Last updated: June 2026

15.5 Practice Drills and Readiness Markers

The goal is to move from "I recognize this" to "I can act and defend it." Use focused drills built from this domain's highest-yield content.

Drill 1: The instillation recitation

Without looking, recite the eye-drop sequence: wash hands, check the bottle, tilt back and look up, pull the lower lid into a pocket, one drop in the sac without touching the tip, close gently with punctal occlusion for 1-2 minutes, and space additional drops ≥5 minutes with suspensions/ointments last. If you stumble, that is exam points leaking out.
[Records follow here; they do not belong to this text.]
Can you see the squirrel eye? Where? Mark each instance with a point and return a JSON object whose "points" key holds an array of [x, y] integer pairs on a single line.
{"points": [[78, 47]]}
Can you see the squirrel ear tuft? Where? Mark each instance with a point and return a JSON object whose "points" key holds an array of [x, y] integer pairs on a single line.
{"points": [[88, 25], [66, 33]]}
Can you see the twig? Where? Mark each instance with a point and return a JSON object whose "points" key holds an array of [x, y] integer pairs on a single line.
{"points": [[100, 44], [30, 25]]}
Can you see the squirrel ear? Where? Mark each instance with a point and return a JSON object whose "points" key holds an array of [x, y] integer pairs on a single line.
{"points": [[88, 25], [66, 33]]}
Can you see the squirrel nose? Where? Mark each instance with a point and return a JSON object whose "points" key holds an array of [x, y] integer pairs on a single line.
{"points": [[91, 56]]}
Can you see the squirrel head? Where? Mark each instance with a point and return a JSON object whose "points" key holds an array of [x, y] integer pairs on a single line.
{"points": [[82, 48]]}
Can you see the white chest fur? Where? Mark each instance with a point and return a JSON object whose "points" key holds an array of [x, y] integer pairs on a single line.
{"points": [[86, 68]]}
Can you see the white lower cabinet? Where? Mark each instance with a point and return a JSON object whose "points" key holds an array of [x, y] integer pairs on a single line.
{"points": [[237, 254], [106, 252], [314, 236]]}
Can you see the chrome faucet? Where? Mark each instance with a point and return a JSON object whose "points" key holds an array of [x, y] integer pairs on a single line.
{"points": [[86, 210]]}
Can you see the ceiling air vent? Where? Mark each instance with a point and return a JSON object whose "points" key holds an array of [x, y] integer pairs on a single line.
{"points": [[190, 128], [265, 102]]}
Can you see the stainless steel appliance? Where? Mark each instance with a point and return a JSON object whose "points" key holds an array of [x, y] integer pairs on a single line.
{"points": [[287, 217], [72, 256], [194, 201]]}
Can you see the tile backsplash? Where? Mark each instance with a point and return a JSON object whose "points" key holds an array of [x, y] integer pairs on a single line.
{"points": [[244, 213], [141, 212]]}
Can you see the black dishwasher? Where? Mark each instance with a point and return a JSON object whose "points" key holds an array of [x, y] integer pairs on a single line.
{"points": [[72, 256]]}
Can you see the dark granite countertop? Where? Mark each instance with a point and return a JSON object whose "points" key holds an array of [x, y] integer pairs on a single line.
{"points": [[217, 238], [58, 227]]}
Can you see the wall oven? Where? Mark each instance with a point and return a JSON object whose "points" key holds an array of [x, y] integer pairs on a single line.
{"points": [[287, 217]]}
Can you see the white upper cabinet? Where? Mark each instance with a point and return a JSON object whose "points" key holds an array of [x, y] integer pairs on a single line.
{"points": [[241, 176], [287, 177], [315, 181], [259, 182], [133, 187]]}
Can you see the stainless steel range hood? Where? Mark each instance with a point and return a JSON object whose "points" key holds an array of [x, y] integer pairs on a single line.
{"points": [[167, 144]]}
Drill 2: Red-flag flash cards

Write each warning symptom on a card and the timeline action on the back:

SymptomAction
Chemical splashImmediate copious irrigation, same-visit physician eval
Sudden painless vision lossUrgent physician evaluation
New flashes and floaters / curtainUrgent (possible retinal detachment)
Increasing post-op pain + vision lossNotify physician, same-day visit
Mild expected post-op grittinessReinforce normal recovery, document

Drill 3: The two-column accommodation sheet

Left column: the patient situation. Right column: the concrete COA action.

SituationIn-scope action + documentation
Low-vision patient, small-print scheduleLarge-print/high-contrast schedule, color-coded caps, teach-back
Limited English proficiencyQualified medical interpreter
Hearing-impaired patientFace the patient, reduce noise, written summary
Frightened child for dilationAge-level explanation, parent on lap, warn of stinging
Patient asks for prognosisAcknowledge, route to physician

Readiness markers

MarkerWhat good looks like
RecallRecite the drop sequence and post-op warning signs unaided
RecognitionSpot a scope or privacy issue even when the stem hides it
ApplicationName the accommodation and the documentation step
Distractor controlExplain why vague empathy or false reassurance fails
RetentionStable accuracy on mixed items after a one-day break

Drill 4: Scope-line sorting

Make a stack of tasks and sort each into "COA can do" versus "physician only." Examples for the "COA can do" pile: teach drop technique, reinforce post-op restrictions, arrange an interpreter, schedule follow-ups, document the visit, perform delegated testing. The "physician only" pile: diagnose, prescribe or change medication, explain surgical risk, deliver prognosis, decide referral need. Speed here pays off because at least one scope item appears in most patient-services questions.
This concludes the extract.